All functions are built using a class StringGrouper. This class can be used through pre-defined functions, for example the four high level functions above, as well as using a more interactive approach where matches can be added or removed if needed by calling the StringGrouper class directly.

Options:

  • kwargs

    All keyword arguments not mentioned in the function definitions above are used to update the default settings. The following optional arguments can be used:

    • ngram_size: The amount of characters in each n-gram. Default is 3.
    • regex: The regex string used to clean-up the input string. Default is r"[,-./]|\s".
    • ignore_case: Determines whether or not letter case in strings should be ignored. Defaults to True.
    • tfidf_matrix_dtype: The datatype for the tf-idf values of the matrix components. Allowed values are numpy.float32 and numpy.float64. Default is numpy.float32. (Note: numpy.float32 often leads to faster processing and a smaller memory footprint albeit less numerical precision than numpy.float64.)
    • max_n_matches: The maximum number of matching strings in master allowed per string in duplicates. Default is the total number of strings in master.
    • min_similarity: The minimum cosine similarity for two strings to be considered a match. Defaults to 0.8
    • number_of_processes: The number of processes used by the cosine similarity calculation. Defaults to number of cores on a machine - 1.
    • ignore_index: Determines whether indexes are ignored or not. If False (the default), index-columns will appear in the output, otherwise not. (See tutorials/ignore_index_and_replace_na.md for a demonstration.)
    • replace_na: For function match_most_similar, determines whether NaN values in index-columns are replaced or not by index-labels from duplicates. Defaults to False. (See tutorials/ignore_index_and_replace_na.md for a demonstration.)
    • include_zeroes: When min_similarity ≤ 0, determines whether zero-similarity matches appear in the output. Defaults to True. (See tutorials/zero_similarity.md.) Note: If include_zeroes is True and the kwarg max_n_matches is set then it must be sufficiently high to capture all nonzero-similarity-matches, otherwise an error is raised and string_grouper suggests an alternative value for max_n_matches. To allow string_grouper to automatically use the appropriate value for max_n_matches then do not set this kwarg at all.
    • group_rep: For function group_similar_strings, determines how group-representatives are chosen. Allowed values are 'centroid' (the default) and 'first'. See tutorials/group_representatives.md for an explanation.
    • force_symmetries: In cases where duplicates is None, specifies whether corrections should be made to the results to account for symmetry, thus compensating for those losses of numerical significance which violate the symmetries. Defaults to True.
    • n_blocks: This parameter is a tuple of two ints provided to help boost performance, if possible, of processing large DataFrames (see Subsection Performance), by splitting the DataFrames into n_blocks[0] blocks for the left operand (of the underlying matrix multiplication) and into n_blocks[1] blocks for the right operand before performing the string-comparisons block-wise. Defaults to 'guess', in which case the numbers of blocks are estimated based on previous empirical results. If n_blocks = 'auto', then splitting is done automatically in the event of an OverflowError.

Examples

In this section we will cover a few use cases for which string_grouper may be used. We will use the same data set of company names as used in: Super Fast String Matching in Python.
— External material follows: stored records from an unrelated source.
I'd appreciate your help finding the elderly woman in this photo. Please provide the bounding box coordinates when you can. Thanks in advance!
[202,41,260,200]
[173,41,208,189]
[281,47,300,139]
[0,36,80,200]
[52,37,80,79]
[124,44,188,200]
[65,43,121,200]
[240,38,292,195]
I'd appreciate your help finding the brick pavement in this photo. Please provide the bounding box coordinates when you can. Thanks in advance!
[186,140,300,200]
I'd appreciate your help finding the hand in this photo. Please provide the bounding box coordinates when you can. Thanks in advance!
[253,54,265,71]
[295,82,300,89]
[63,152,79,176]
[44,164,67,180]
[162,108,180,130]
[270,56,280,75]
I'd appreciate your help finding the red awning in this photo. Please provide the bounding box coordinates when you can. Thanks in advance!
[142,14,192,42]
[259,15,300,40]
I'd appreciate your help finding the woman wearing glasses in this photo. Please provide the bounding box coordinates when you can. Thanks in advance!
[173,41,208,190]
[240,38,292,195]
Find all matches within a single data set

import pandas as pd
import numpy as np
from string_grouper import match_strings, match_most_similar, \
	group_similar_strings, compute_pairwise_similarities, \
	StringGrouper
company_names = '/media/chris/data/dev/name_matching/data/sec_edgar_company_info.csv'
# We only look at the first 50k as an example:
companies = pd.read_csv(company_names)[0:50000]
# Create all matches:
matches = match_strings(companies['Company Name'])
# Look at only the non-exact matches:
matches[matches['left_Company Name'] != matches['right_Company Name']].head()
left_index left_Company Name similarity right_Company Name right_index
15 14 0210, LLC 0.870291 90210 LLC 4211
167 165 1 800 MUTUALS ADVISOR SERIES 0.931615 1 800 MUTUALS ADVISORS SERIES 166
168 166 1 800 MUTUALS ADVISORS SERIES 0.931615 1 800 MUTUALS ADVISOR SERIES 165
172 168 1 800 RADIATOR FRANCHISE INC 1.000000 1-800-RADIATOR FRANCHISE INC. 201
178 173 1 FINANCIAL MARKETPLACE SECURITIES LLC ... 0.949364 1 FINANCIAL MARKETPLACE SECURITIES, LLC 174

Find all matches in between two data sets.
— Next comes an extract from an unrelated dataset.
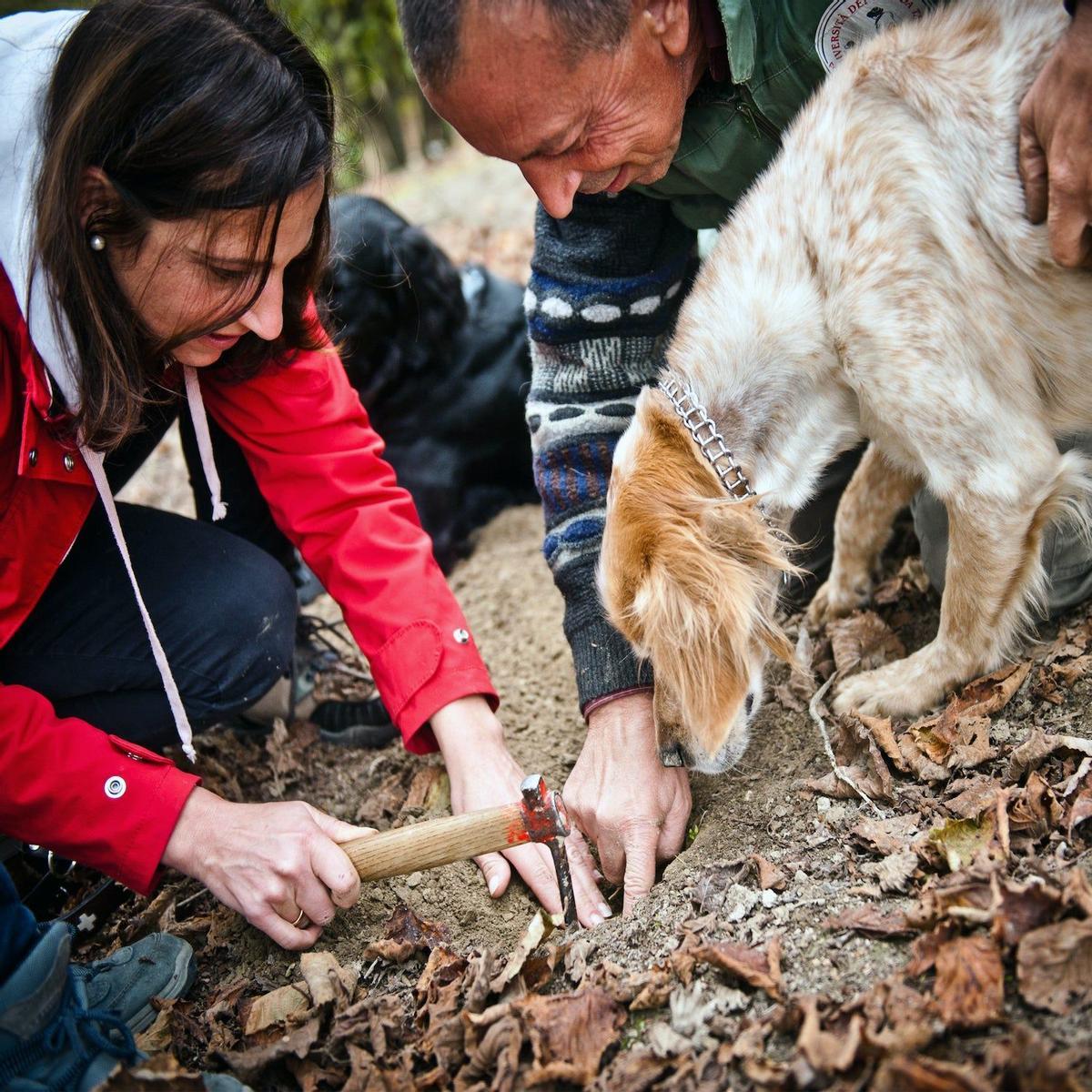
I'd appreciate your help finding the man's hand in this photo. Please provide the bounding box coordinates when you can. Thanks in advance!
[431,698,611,926]
[163,788,375,949]
[563,693,690,914]
[1020,0,1092,268]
The match_strings function finds similar items between two data sets as well. This can be seen as an inner join between two data sets:

# Create a small set of artificial company names:
duplicates = pd.Series(['S MEDIA GROUP', '012 SMILE.COMMUNICATIONS', 'foo bar', 'B4UTRADE COM CORP'])
# Create all matches:
matches = match_strings(companies['Company Name'], duplicates)
matches
left_index left_Company Name similarity right_side right_index
0 12 012 SMILE.COMMUNICATIONS LTD 0.944092 012 SMILE.COMMUNICATIONS 1
1 49777 B.A.S. MEDIA GROUP 0.854383 S MEDIA GROUP 0
2 49855 B4UTRADE COM CORP 1.000000 B4UTRADE COM CORP 3
3 49856 B4UTRADE COM INC 0.810217 B4UTRADE COM CORP 3
4 49857 B4UTRADE CORP 0.878276 B4UTRADE COM CORP 3

Out of the four company names in duplicates, three companies are found in the original company data set. One company is found three times.
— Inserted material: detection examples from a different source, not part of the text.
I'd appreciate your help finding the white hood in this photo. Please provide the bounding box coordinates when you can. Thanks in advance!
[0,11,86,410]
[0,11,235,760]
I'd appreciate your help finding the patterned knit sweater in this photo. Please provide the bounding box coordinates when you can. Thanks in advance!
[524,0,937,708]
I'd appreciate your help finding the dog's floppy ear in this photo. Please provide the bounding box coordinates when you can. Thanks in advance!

Finding duplicates from a (database extract to) DataFrame where IDs for rows are supplied.

A very common scenario is the case where duplicate records for an entity have been entered into a database. That is, there are two or more records where a name field has slightly different spelling. For example, "A.B. Corporation" and "AB Corporation". Using the optional 'ID' parameter in the match_strings function duplicates can be found easily. A tutorial that steps though the process with an example data set is available.

For a second data set, find only the most similar match

In the example above, it's possible that multiple matches are found for a single string. Sometimes we just want a string to match with a single most similar string. If there are no similar strings found, the original string should be returned:

# Create a small set of artificial company names:
new_companies = pd.Series(['S MEDIA GROUP', '012 SMILE.COMMUNICATIONS', 'foo bar', 'B4UTRADE COM CORP'],\
                          name='New Company')
# Create all matches:
matches = match_most_similar(companies['Company Name'], new_companies, ignore_index=True)
# Display the results:
pd.concat([new_companies, matches], axis=1)
New Company most_similar_Company Name
0 S MEDIA GROUP B.A.S. MEDIA GROUP
1 012 SMILE.COMMUNICATIONS 012 SMILE.COMMUNICATIONS LTD
2 foo bar foo bar
3 B4UTRADE COM CORP B4UTRADE COM CORP

Deduplicate a single data set and show items with most duplicates

The group_similar_strings function groups strings that are similar using a single linkage clustering algorithm. That is, if item A and item B are similar; and item B and item C are similar; but the similarity between A and C is below the threshold; then all three items are grouped together.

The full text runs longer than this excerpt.